Explaining motivations?That was meant to be advice, on the grounds that people will question your motives as soon as you are engaged in this area, so you might as well get in first. It was not meant to cast aspersions on the motives of anybody posting here. It is a real shame that Nazi apologists have made it hard for others to be engaged in this area, but their attempts to commandeer scholarship are frequent enough to cast suspicion on everyone.
posted by i_am_joe's_spleen at 5:37 PM on February 17, 2004


On a historical footnote, I think the term 'Holocaust' was devised to describe what happened to Jews, by the World Zionist Congress in either the late 1950s or early 1960s.

I know it's taken from the old testament, where it actually refers to a sacrifice, a burnt offering... and of course, these days many jews refer to it as the "Shoah" (or catastrophe) instead.

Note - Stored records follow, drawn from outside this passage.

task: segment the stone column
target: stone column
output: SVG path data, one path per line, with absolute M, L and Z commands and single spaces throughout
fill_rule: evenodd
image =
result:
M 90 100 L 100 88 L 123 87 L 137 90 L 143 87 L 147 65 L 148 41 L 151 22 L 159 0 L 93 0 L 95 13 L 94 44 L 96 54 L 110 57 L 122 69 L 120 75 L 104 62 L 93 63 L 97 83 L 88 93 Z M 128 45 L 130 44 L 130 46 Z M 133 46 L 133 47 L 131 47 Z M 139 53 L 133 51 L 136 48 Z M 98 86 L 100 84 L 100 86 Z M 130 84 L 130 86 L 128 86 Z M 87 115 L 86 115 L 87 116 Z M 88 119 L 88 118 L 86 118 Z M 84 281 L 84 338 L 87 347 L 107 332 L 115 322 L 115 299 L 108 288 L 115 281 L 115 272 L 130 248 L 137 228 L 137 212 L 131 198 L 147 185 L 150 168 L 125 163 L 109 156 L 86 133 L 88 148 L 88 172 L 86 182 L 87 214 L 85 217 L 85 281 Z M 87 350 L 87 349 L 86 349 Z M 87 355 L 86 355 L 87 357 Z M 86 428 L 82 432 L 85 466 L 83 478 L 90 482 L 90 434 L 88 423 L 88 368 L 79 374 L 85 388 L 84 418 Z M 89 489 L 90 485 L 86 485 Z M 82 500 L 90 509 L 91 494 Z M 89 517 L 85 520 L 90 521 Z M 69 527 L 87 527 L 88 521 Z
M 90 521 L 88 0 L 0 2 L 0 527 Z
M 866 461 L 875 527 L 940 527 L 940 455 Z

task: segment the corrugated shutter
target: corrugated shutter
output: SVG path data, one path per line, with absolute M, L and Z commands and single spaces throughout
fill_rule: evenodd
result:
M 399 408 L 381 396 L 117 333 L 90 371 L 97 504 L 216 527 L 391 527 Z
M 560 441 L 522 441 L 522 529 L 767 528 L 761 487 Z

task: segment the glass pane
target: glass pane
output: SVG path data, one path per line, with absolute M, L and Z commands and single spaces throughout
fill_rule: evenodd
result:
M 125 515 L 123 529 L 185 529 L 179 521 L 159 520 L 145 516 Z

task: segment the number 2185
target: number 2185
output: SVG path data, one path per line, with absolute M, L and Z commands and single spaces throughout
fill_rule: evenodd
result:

It's interesting to ponder why other catastrophes do not become so entrenched in our cultural awareness, but I think the fact that it happened within our own culture (that is, european/american, 1st world, etc), that the victims once freed were completely free (unlike, eg, american slaves, who were free by law but constrained by other factors - dangers - of their environments), that the survivors included a significant number of well-educated writer / artist / intellectual types (who went on to speak about it), and that the horrors did reach some new levels of truly inhuman post-industrial war, all contributed to auschwitz's primacy in our cultural consciousness.
posted by mdn at 7:34 PM on February 17, 2004


The Holocaust isn't the only issue with this sort of dynamic.

I wonder how much of a chilling effect there is on our understanding of evolution when every critique of current theory is seized upon by creationists as "proof" that "even evolutionists acknowledge evolution isn't true!"